Opinion: House's “anti-HSR” budget provision could revive talks about CA HSR's (in)utility
Marc Joffe unpacks the recently approved budget from the House Appropriations Subcommittee on Transportation, which pulls the plug on federal funding to California's disastrous high-speed rail. While this won't automatically spell doom for CA HSR, Joffe believes it could “trigger a renewed debate” about the project, and what's more feasible and beneficial than a $120 bil Train to Nowhere. From the Cato Institute.
In March, California’s High‐Speed Rail Authority told the state legislature that existing funding sources were insufficient to finance the construction of the initial 171-mile operating segment linking Madera to Bakersfield. At the time, Authority management thought that it could obtain an additional $8 billion in federal grants, which it hoped would be enough to close the funding gap.
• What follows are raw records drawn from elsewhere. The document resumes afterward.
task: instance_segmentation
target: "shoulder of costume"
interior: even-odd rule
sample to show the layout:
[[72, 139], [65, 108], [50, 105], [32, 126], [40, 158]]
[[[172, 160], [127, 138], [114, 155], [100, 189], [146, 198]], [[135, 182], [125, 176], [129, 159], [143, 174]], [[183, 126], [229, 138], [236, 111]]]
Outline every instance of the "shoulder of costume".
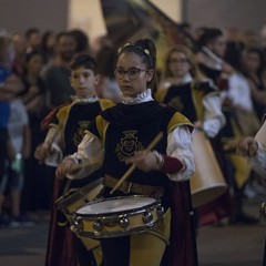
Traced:
[[213, 83], [213, 81], [207, 78], [194, 81], [193, 89], [198, 92], [202, 92], [203, 94], [218, 93], [218, 90]]
[[115, 103], [109, 99], [99, 99], [99, 103], [102, 110], [105, 110], [115, 105]]
[[41, 121], [41, 130], [45, 131], [48, 130], [49, 125], [52, 123], [52, 121], [55, 119], [59, 112], [63, 112], [63, 110], [71, 106], [71, 102], [63, 103], [54, 109], [52, 109], [49, 114]]
[[173, 116], [171, 117], [168, 125], [167, 125], [167, 132], [170, 133], [177, 126], [186, 125], [188, 130], [193, 131], [193, 123], [182, 113], [174, 112]]

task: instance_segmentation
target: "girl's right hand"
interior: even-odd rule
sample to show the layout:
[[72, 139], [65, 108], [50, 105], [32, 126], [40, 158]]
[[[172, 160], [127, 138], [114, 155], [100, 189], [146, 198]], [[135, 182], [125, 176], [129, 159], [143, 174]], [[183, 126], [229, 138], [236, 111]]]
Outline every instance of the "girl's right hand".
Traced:
[[70, 157], [65, 157], [55, 171], [55, 176], [62, 180], [68, 174], [74, 174], [79, 170], [79, 165]]

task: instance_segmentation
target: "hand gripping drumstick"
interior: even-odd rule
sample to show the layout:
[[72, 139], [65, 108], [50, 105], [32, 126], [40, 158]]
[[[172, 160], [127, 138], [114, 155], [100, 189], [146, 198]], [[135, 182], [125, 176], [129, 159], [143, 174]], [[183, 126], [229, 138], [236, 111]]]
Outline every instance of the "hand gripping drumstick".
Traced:
[[[144, 150], [144, 154], [151, 152], [151, 150], [162, 140], [163, 132], [160, 132], [153, 141], [150, 143], [150, 145]], [[121, 177], [121, 180], [116, 183], [116, 185], [113, 187], [113, 190], [110, 192], [110, 194], [113, 194], [122, 184], [123, 182], [131, 175], [131, 173], [135, 170], [135, 164], [132, 164], [131, 167], [124, 173], [124, 175]]]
The new House budget appears to thwart that ambition, but there are multiple caveats. The Senate’s version of the budget almost certainly will not contain a similar prohibition of California High‐Speed Rail funding, and the House prohibition would then need to survive a conference committee negotiation. Further, the prohibition only applies to the FY 2024 budget. It would have to be renewed annually until California either abandons the high‐speed rail project or finds an alternative source of funding.
So, inclusion of the anti‐HSR provision in the budget is unlikely to kill the project on its own, but perhaps it will trigger a renewed debate about high‐speed rail at the federal level. Such a conversation is essential because if the project continues along its current trajectory, its sponsors will ultimately require tens of billions of federal funding. And the California project is seen by advocates as the first part of a nationwide high‐speed rail network that would require hundreds of billions in federal funding. In 2021, Representative Seth Moulton (D-MA) introduced a bill that would have spent $205 billion of federal funds on a nationwide high‐speed network. Had that bill passed, the total cost would likely have multiplied amid cost overruns and operating losses.